The company will propose the construction of office space, retail businesses and homes on property that was once part of the complex where ALCO spent more than a century assembling locomotives.
ALCO ended train manufacturing in Schenectady in 1969 and in the ensuing years efforts to convert the land into a thriving industrial park have met mixed results. A handful of businesses currently occupy the park, which is owned by the Schenectady Industrial Corp.
For months, Metroplex officials have tried to convince different companies to redevelop the land.
"We're working very closely with the owners of the site to market the site. We have multiple developers interested in the site," Metroplex Development Authority Board Chairman Ray Gillen said earlier this month. "We're very confident we'll be able to develop the site."
Gillen did not return telephone calls on Sunday.
In anticipation of the redevelopment of the land, Metroplex and the city in late 2005 blocked a California-based tire recycling firm, Crumb Rubber Manufacturers, from renting space in the complex.
The Metroplex board of directors is expected to vote this morning to be the agency that oversees the state environmental inspection and cleanup of the property. In the future, the authority is also expected to ask Rensselaer Polytechnic Institute to remove a small nuclear reactor from the property.
The land, located between Erie Boulevard and the Mohawk River, the land would be prime real estate for development if clean. But concerns about pollution on the property prevented previous city administrations from trying to redevelop the land. The land currently is known as the Nott Street Industrial Park. The Schenectady Industrial Corp. leases space for manufacturing and storage, but major development on the site has not occurred.
The plan for how to pay for cleanup and construction on the site could not be determined Sunday, but the land is eligible for both federal tax credits for development and state funds for brownfield cleanup.

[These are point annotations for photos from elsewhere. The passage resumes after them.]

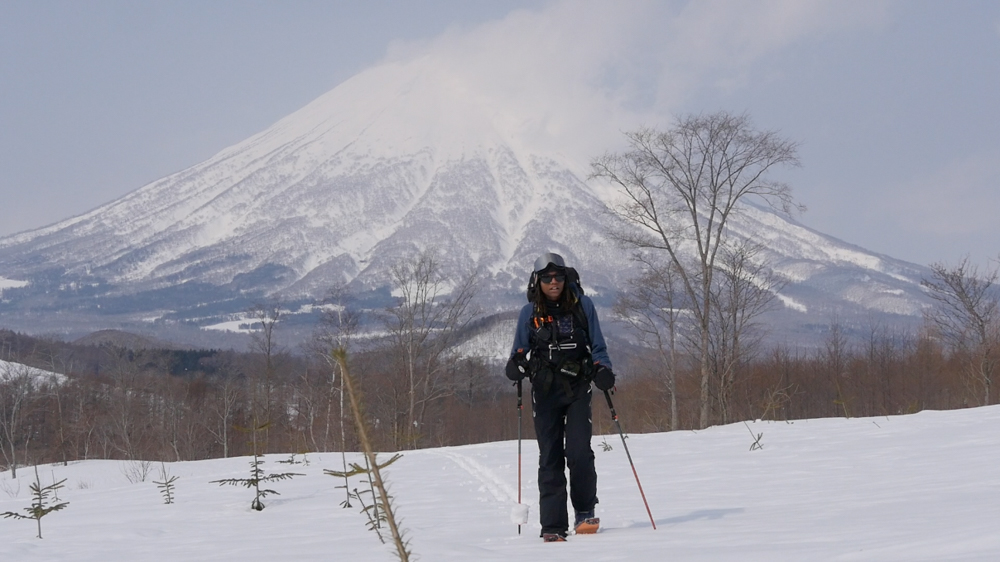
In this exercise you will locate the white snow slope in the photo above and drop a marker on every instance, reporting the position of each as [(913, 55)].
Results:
[(914, 487)]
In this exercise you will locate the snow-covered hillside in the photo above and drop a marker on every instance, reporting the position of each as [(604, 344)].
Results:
[(920, 487), (403, 157)]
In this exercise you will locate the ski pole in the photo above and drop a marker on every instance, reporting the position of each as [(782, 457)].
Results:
[(519, 409), (614, 416)]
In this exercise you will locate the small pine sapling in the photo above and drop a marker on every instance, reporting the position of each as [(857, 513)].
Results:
[(756, 442), (167, 485), (257, 477), (376, 511), (402, 546), (39, 506)]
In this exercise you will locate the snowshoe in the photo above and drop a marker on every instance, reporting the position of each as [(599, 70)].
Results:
[(586, 523)]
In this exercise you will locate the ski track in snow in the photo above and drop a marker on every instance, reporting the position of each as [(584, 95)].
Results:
[(491, 482)]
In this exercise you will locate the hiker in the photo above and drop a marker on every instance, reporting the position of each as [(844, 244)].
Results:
[(558, 345)]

Sen. Charles Schumer, who will attend today's announcement, is expected to steer federal highway funds toward the project.
ALCO, the first major manufacturer to locate in the city, began assembling trains in Schenectady decades before General Electric moved its base of operations here in the late 1800s.
Since the company left, redevelopment of the land, located on the northeast corner of the city, has vexed city fathers. However, in recent years other parcels of the ALCO complex have been redeveloped or slated for reuse.
Earlier this decade, Union College purchased a nearby Ramada Inn on Nott Street and converted the hotel into a dormitory. The college also installed a soccer field on land thought to have been polluted with petroleum and other chemicals spilled by ALCO.
In the spring, the YMCA is expected to begin construction of a gymnasium and athletic center on another patch of former ALCO property on Nott Street. That site's builder, the Galesi Group, also expects to construct an office building for doctors and other health care businesses as well as a building that will house Union Graduate College.